Conor Burns: the Eurosceptic stalwart who befriended Thatcher | Politics

A self-described “Catholic unionist” from a Belfast family who took pleasure in singing Irish nationalist ballads, the background of Conor Burns might seem to some at odds with his long-term profile as one of the younger Eurosceptic stalwarts of the Conservative party.

Yet the Tory MP, who has resigned as a trade minister, proudly insisted in the past that neither his religion, birthplace nor the fact that he is gay had inhibited his rise through Tory ranks.

Another feature of that rise was a friendship with the late Margaret Thatcher, whom he reportedly met in 1997 after driving her husband, Denis, back from a golf outing.

“DT insisted that I come in ‘and meet the boss’,” Burns later recalled.

The former prime minister would go on to support a number of attempts by Burns to enter parliament, including when she defied doctor’s orders to make a rare public address to launch the activist’s ill-fated attempt to become the Tory MP for Eastleigh in 2001.

A former chairman of Southampton University Conservative Association, Burns was backed by Norman Tebbit to be the party’s student director and also worked for another noted Eurosceptic, Bill Cash.

Other roles came at DeHavilland, the political and public affairs company, in finance with Zurich Advice Network and as a vice-president of the Young Britons’ Foundation, an organisation, since closed, which was dubbed “the Conservative madrasa” because of its radical views.

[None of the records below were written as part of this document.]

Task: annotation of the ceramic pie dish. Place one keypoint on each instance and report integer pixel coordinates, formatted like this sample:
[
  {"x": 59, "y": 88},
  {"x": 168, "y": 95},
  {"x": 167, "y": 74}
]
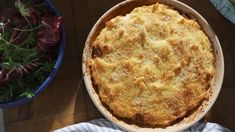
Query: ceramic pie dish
[{"x": 125, "y": 8}]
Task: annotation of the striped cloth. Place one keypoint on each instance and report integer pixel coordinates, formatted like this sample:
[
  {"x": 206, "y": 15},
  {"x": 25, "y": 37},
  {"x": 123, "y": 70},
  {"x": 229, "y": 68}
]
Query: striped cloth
[
  {"x": 226, "y": 8},
  {"x": 103, "y": 125}
]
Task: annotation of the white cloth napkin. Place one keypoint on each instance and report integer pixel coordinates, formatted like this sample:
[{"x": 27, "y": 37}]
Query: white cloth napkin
[
  {"x": 226, "y": 8},
  {"x": 103, "y": 125}
]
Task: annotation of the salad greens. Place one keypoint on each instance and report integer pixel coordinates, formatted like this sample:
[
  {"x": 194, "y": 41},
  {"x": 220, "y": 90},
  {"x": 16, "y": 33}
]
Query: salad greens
[{"x": 29, "y": 38}]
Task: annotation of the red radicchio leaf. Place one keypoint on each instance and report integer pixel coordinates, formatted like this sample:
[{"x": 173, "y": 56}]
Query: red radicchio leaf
[
  {"x": 49, "y": 37},
  {"x": 18, "y": 37}
]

His Westminster breakthrough came in 2010 when he was elected as MP for Bournemouth West, and he went on to serve as parliamentary private secretary to five different ministers, including under Johnson when he was foreign secretary.

During that time, Burns claimed that his Twitter account was hacked after tweets were sent to the EU’s chief Brexit negotiator, Michel Barnier, demanding details of the UK’s payment obligations to Brussels.

Burns followed Johnson out the door when the latter resigned from his ministerial post in 2018 amid opposition to the Brexit plans of the then prime minister, Theresa May.

Burns’s loyalty was rewarded when Johnson became prime minister, and he was appointed minister of state for trade policy in July 2019. The role gave him responsibilities for policy on areas including trade agreements, barriers to markets and international education exports.

Previous roles have also included a stint as chairman of the all-party group on Bahrain, during which time he defended the kingdom’s record on human rights and urged Britain not to turn its back on it.